Early intervention needed
Close monitoring of body condition and corrective action to fix problems needs to begin as early as the dry period.
A study published in the October 2011 issue of the American Journal of Veterinary Research shows that body condition during the dry period can be an indicator of lameness after calving.
“We can predict which cows will become lame in the subsequent lactation based on data collected during the dry period,” Bicalho says.
Continued vigilance of body condition is vital when lactation commences.
“The ideal body condition score at the beginning of lactation should be between 3.0 and 3.25,” Bicalho says. Intervention to alleviate lameness problems associated with low body condition scores doesn’t have to be complex. It can be something as basic as changing milking frequency.

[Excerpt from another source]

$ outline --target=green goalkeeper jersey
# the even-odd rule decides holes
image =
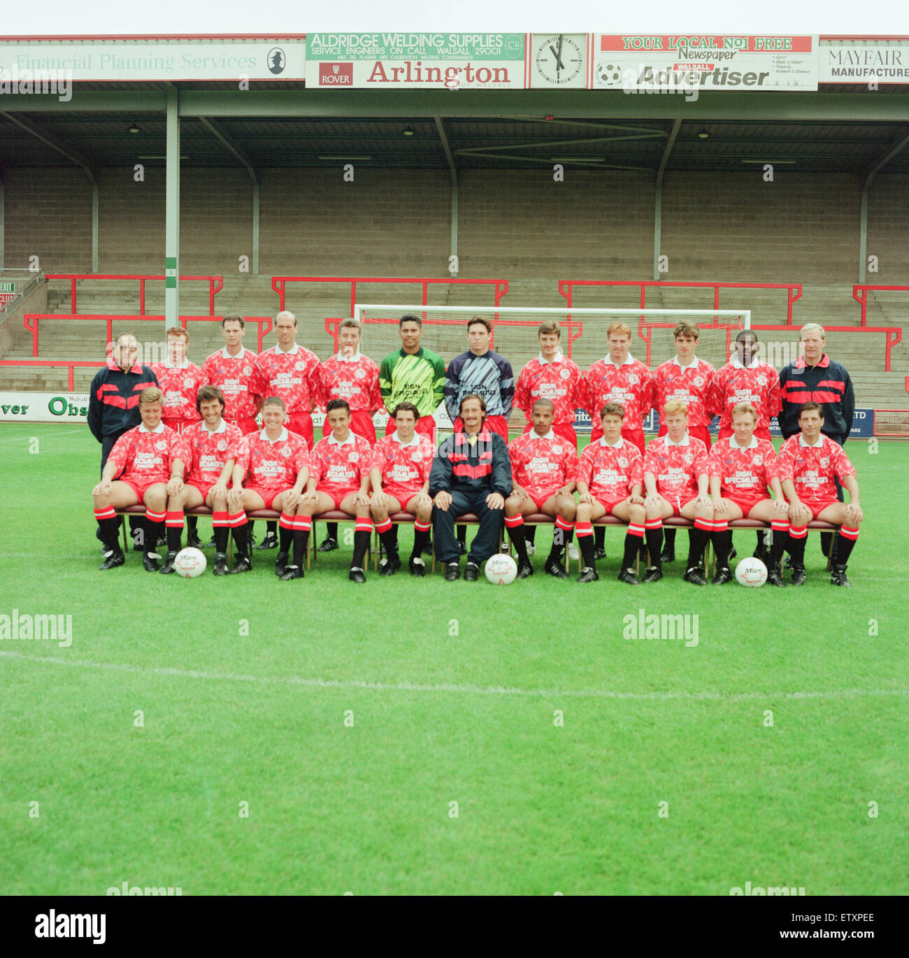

A clinical trial published in 2011 in the Canadian Journal of Veterinary Research found that when milking frequency decreased from 3X to 2X, the body condition scores of lame cows increased and their rate of recovery improved — all without jeopardizing milk yields. (Please see “2X vs. 3X milking” above)
“(With 2x milking), you can speed up recovery from lameness, yet still maintain the same levels of milk production,” Bicalho says.
“We need to start measuring lameness,” says Colorado State’s Grandin. “(You) need to actually count it, otherwise you won’t manage it.”
Given its link to lameness, you now have good reason to extend that philosophy to body condition.